The Resource Description Framework, or RDF, is a standard model for data interchange that allows structured and semi-structured data to be shared across different applications. RDF expresses relationships between entities as triples; essentially a graph that links unique URIs via edges that describe their relationships. In this post, we’ll use the Python library rdflib
to build a graph from RDF data about products and to extract information about individual products.
About the Data
The data used in this post can be found here. It comes from the Web Data Commons project, which extracts structured data describing products, people, organizations, places, and events from the Web and make the extracted data available for download. In particular, we will be exploring the subset of the corpus that concerns products and product descriptions.
import os
import requests
base_folder = "data"
products_url = "http://data.dws.informatik.uni-mannheim.de/structureddata/2014-12/quads/ClassSpecificQuads/schemaorgProduct.nq.sample.txt"

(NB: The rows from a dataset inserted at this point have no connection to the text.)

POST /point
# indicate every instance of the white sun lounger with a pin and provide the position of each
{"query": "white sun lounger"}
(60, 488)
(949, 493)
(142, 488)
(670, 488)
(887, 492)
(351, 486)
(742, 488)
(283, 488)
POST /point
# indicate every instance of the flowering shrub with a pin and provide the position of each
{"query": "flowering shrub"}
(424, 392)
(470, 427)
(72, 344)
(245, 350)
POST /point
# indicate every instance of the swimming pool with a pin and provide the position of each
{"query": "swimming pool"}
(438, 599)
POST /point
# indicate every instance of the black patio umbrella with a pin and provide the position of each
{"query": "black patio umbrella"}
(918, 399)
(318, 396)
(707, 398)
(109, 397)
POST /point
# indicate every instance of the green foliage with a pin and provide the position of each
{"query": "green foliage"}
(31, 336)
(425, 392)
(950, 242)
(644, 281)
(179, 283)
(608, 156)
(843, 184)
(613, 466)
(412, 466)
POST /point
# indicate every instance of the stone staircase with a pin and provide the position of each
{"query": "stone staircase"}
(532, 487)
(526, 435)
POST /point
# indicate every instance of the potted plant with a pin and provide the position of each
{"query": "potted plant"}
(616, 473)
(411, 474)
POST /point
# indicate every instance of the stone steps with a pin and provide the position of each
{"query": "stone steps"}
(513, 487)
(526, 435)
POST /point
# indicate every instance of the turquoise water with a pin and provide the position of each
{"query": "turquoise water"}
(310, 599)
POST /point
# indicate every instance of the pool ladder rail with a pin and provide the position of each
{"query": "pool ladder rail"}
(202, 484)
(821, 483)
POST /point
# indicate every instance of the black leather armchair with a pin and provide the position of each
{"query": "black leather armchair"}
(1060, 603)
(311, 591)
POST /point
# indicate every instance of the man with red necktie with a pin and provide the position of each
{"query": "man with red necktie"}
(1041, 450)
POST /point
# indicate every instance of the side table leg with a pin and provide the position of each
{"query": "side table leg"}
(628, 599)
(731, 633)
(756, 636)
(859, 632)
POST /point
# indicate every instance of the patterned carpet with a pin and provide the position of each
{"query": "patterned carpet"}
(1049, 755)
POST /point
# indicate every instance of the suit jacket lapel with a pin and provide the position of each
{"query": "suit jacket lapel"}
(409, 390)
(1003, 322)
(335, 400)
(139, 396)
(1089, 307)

product_path = "products.nq"
def download_data(dir_path, data_url, data_path):
"""
Convenience function that uses the requests library to retrieve data
given a url to the dataset and a directory folder on your computer.
"""
if not os.path.exists(dir_path):
os.mkdir(dir_path)
response = requests.get(data_url)
with open(os.path.join(dir_path, data_path), "wb") as f:
f.write(response.content)
return data_path
download_data(base_folder, products_url, product_path)
What is RDF?
The product data we’ll be exploring is represented in RDF (Resource Description Framework) format. RDF is a directed, labeled graph data format for representing information in the Web. Resources are represented as nodes in the graph and identified by unique URIs. Edges represent the named link between two given resources.
What are N-Quads?
RDF is an abstract model with several serialization formats that have different encodings. The variant we’ll be dealing with is called N-Quad. N-Quads is a line-based, plain text format for encoding an RDF dataset. In the data we’ll be looking at, the forth element of each line contains the URL of the webpage from which the data was extracted.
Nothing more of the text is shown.